Today, considering Turkmenistan's seemingly insatiable appetite for portraits of President Saparmurat Niyazov - his face adorns every public building in this Central Asian republic - it would appear that Mr. Shabunts would have plenty of work. Instead, the artist is struggling to get by.

"Right after independence there was lots of work," Shabunts says, recalling the breakup of the Soviet Union in 1991. "But now every office already has a portrait, and the government has started buying photographs."

After Turkmenistan was unceremoniously flung out of Moscow's orbit seven years ago, Mr. Niyazov, the republic's former Communist Party boss, set about constructing a cult of personality that critics say rivals that of former Soviet dictator Stalin.

Shabunts, who says he has painted some 50 portraits of Niyazov, says the paintings and photographs go for the same price: about $250 a square yard.

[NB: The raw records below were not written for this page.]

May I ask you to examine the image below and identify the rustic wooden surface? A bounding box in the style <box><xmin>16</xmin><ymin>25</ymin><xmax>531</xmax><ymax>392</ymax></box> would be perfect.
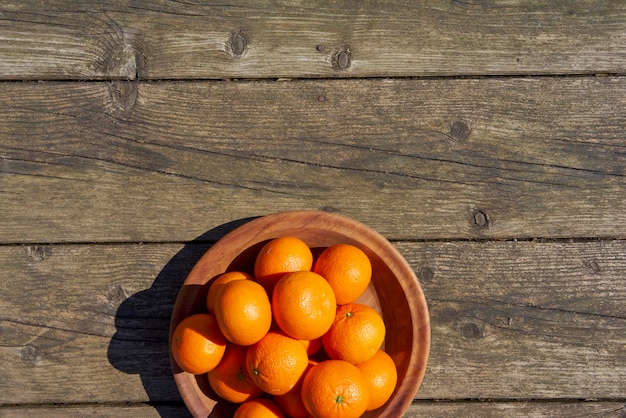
<box><xmin>0</xmin><ymin>0</ymin><xmax>626</xmax><ymax>417</ymax></box>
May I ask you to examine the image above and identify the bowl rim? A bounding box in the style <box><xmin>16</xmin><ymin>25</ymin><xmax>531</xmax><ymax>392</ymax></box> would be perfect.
<box><xmin>168</xmin><ymin>210</ymin><xmax>431</xmax><ymax>416</ymax></box>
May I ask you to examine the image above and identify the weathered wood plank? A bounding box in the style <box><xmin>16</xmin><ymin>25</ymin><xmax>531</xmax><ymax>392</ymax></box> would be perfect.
<box><xmin>0</xmin><ymin>241</ymin><xmax>626</xmax><ymax>404</ymax></box>
<box><xmin>0</xmin><ymin>77</ymin><xmax>626</xmax><ymax>243</ymax></box>
<box><xmin>0</xmin><ymin>0</ymin><xmax>626</xmax><ymax>80</ymax></box>
<box><xmin>0</xmin><ymin>402</ymin><xmax>626</xmax><ymax>418</ymax></box>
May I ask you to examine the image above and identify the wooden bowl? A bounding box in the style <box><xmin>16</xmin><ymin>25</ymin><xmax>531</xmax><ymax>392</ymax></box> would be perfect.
<box><xmin>170</xmin><ymin>211</ymin><xmax>430</xmax><ymax>418</ymax></box>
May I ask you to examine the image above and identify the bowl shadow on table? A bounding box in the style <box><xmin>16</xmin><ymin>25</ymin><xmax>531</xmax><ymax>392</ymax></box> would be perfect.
<box><xmin>107</xmin><ymin>218</ymin><xmax>254</xmax><ymax>418</ymax></box>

In a country where per-capita income is little more than a medium-sized portrait of the president, critics say Niyazov's one-man rule has crippled democratic reform and economic growth.

In private, many Turkmens complain of the lack of freedom of expression and authoritarian business decisions. "The people are silent, they're scared," says a taxi driver. "If you say anything against our president, they'll lock you up."

Human Rights Watch has called Turkmenistan's government "one of the most repressive and abusive in the world." At the same time, the US agreed to conduct a $750,000 study for Caspian oil pipelines that would link Turkmenistan with Turkey. Niyazov stoutly defends Turkmenistan's "own way of political, social, and economic development" and denies the existence of political prisoners.

Artists like Shabunts will be unlikely to see the expected oil wealth. Many in the House of Artists have expanded their repertoires, selling old Lenin portraits to tourists and painting presidents of other countries. "You get tired of official portraits," Shabunts says. They're always the same."